3°) ALORS QUE pour établir qu'elle n'avait pas perçu deux fois la somme de 10.306,50 euros, Mme Y... à l'appui de ses conclusions d'appel , outre une attestation comptable, ses comptes bancaires, les relevés tirés du compte Ameli et des informations figurant sur son compte professionnel privé ; qu'en retenant que l'attestation comptable n'invalidait pas la double facturation sans examiner les autres pièces invoquées et produites par Mme Y... pour établir l'absence de doubles paiements, la cour d'appel a violé l'article 455 du code de procédure civile.

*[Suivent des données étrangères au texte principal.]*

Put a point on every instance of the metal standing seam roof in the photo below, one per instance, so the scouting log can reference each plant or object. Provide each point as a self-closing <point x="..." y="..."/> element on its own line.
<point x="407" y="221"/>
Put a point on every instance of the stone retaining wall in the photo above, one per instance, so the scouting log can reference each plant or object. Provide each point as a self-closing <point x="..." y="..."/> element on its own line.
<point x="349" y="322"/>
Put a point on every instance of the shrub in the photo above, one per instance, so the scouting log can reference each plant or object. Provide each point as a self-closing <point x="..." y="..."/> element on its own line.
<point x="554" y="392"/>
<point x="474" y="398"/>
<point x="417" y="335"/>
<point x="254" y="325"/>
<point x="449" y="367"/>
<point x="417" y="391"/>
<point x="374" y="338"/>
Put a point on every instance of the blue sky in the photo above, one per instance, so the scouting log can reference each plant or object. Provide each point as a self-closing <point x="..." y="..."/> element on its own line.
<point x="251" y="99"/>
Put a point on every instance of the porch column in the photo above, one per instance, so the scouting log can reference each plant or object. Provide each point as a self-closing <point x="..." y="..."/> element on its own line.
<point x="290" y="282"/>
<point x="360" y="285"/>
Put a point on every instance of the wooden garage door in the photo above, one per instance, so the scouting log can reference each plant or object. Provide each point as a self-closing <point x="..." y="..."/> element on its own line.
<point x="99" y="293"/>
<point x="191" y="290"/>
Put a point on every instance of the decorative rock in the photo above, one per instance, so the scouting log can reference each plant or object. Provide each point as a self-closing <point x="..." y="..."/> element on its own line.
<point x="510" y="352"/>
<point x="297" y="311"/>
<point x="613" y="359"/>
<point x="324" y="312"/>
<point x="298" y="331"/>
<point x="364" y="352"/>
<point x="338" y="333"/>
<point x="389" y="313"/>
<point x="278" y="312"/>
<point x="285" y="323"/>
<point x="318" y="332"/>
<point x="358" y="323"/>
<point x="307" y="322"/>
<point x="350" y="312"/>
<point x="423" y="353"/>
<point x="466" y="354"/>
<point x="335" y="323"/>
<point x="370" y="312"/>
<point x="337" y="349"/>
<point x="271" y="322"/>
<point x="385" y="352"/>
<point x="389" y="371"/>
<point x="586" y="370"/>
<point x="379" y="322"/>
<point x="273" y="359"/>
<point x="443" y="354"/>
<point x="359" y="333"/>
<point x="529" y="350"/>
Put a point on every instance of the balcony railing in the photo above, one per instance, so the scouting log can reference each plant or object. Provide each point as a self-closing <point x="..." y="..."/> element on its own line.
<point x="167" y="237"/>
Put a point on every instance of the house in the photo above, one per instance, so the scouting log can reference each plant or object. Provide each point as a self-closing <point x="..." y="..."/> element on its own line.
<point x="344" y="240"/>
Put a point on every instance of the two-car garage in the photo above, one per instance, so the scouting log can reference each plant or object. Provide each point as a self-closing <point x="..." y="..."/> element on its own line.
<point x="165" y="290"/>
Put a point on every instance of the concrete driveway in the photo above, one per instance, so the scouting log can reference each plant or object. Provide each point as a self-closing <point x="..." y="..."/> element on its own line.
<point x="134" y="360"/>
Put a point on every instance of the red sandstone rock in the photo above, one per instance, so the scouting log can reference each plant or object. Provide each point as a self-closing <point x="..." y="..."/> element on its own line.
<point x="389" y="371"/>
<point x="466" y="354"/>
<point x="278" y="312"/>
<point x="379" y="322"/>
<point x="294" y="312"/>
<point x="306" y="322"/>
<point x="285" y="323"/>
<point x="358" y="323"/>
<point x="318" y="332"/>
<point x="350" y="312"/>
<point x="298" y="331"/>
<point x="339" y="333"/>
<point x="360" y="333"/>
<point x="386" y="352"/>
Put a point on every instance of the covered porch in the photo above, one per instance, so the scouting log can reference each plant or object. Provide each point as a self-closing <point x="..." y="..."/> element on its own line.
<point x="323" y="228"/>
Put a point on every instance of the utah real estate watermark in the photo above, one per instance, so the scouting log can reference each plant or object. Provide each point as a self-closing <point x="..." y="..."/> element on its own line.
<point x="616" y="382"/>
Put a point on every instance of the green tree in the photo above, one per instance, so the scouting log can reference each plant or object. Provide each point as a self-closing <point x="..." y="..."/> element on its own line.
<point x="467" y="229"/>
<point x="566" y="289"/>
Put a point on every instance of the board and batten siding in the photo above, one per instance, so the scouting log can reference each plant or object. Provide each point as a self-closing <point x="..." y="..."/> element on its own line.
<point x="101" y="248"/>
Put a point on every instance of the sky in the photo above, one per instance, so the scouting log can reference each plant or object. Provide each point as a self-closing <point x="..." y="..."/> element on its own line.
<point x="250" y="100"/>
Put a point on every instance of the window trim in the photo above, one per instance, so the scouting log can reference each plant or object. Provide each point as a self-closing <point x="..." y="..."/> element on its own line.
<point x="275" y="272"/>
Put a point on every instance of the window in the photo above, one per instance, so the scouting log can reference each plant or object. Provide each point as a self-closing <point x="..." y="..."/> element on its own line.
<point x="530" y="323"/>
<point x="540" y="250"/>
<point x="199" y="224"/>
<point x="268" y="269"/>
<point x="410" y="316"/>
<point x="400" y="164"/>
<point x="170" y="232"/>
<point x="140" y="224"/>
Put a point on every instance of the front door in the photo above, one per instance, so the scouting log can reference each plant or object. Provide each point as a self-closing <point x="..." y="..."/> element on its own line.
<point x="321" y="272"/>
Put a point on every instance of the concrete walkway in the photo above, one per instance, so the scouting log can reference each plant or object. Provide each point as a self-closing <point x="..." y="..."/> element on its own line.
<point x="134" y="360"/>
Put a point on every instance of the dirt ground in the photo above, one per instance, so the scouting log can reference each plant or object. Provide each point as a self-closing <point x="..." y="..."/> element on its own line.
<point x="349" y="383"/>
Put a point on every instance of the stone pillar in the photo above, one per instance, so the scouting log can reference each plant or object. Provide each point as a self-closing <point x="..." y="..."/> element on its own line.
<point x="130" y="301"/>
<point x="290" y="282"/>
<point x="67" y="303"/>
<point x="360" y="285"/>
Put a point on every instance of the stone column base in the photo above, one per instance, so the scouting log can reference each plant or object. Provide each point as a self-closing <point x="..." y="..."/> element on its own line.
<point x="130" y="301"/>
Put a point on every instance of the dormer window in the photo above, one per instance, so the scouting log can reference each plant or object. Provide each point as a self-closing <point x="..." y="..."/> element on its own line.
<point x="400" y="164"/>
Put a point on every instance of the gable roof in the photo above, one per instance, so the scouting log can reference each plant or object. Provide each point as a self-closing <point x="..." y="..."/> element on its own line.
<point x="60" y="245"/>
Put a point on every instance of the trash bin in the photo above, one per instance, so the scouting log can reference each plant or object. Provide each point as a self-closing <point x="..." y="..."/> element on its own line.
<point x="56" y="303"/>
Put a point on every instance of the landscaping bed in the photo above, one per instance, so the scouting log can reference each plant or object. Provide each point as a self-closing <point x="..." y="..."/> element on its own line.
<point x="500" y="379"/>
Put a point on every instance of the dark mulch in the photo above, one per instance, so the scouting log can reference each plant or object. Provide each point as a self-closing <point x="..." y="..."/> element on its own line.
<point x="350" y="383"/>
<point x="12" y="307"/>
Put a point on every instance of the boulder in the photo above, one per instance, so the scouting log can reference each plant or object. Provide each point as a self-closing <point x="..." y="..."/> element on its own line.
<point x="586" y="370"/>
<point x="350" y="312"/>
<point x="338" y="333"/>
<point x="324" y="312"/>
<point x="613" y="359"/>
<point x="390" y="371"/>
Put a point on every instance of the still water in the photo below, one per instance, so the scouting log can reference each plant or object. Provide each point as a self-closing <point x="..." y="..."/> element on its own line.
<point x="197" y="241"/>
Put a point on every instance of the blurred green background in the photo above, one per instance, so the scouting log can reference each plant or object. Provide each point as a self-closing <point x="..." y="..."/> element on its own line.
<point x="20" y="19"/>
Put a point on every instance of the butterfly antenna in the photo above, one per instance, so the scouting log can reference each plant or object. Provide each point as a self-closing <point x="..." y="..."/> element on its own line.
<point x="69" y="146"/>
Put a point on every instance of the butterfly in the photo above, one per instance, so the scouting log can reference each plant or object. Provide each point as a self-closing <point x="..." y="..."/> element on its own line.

DEUXIEME MOYEN DE CASSATION
Il est fait grief à l'arrêt attaqué d'avoir débouté Mme Y... de sa demande en paiement de la somme de un euro à titre de dommages-intérêts pour retenues irrégulières ;
AUX MOTIFS QUE la caisse a procédé à des retenues pour apurer l'indu, ce qu'elle était en droit de faire ; que suite à la contestation élevée par Mme Y..., la caisse a restitué les retenues le 1er juillet 2013 ; qu'en conséquence, Mme Y... doit être déboutée de sa demande en paiement de la somme de 1 euro à titre de dommages et intérêts pour retenues irrégulières ;
ALORS QUE l'organisme d'assurance maladie qui estime avoir réglé des actes en réalité non effectués doit respecter la procédure de recouvrement de l'indu prévue par l'article L. 133-4 du code de la sécurité sociale et ne saurait procéder à une compensation en opérant des retenues sur le flux de tiers payant du professionnel de santé concerné ; qu'en retenant que la caisse était en droit de procéder à des retenues pour apurer l'indu, la cour d'appel a violé l'article L. 133-4 du code de la sécurité sociale.
TROISIEME MOYEN DE CASSATION
Il est fait grief à l'arrêt attaqué d'avoir débouté Mme Y... de sa demande en paiement des prestations non remboursées pour les mois de février, mars et avril 2014 ;
AUX MOTIFS QUE la CPAM ne conclut pas sur le jugement du 8 juin 2015 référencé n° 21402050 et ne verse aucune pièce bien qu'elle ait été à l'initiative de la jonction des dossiers ; que Mme Y... communique des tableaux établis par ses soins pour les mois de mars et avril 2014 ; que ces tableaux détaillent les règlements opérés par les caisses, dont celle du Var ; que faute de documents détaillant la nature, la date et le montant des prestations facturées, aucune confrontation n'est possible avec les tableaux qui permettrait de dégager une créance de Mme Y... sur la caisse ;
ALORS QU'à l'appui de sa demande, Mme Y... invoquait et produisait les relevés mensuels Ameli des mois de février, mars et avril 2014 et les relevés de son compte bancaire professionnel sur la même période ; qu'en retenant, sans examiner ces pièces, que Mme Y... n'établissait pas disposer d'une créance sur la caisse, la cour d'appel a violé l'article 455 du code de procédure civile.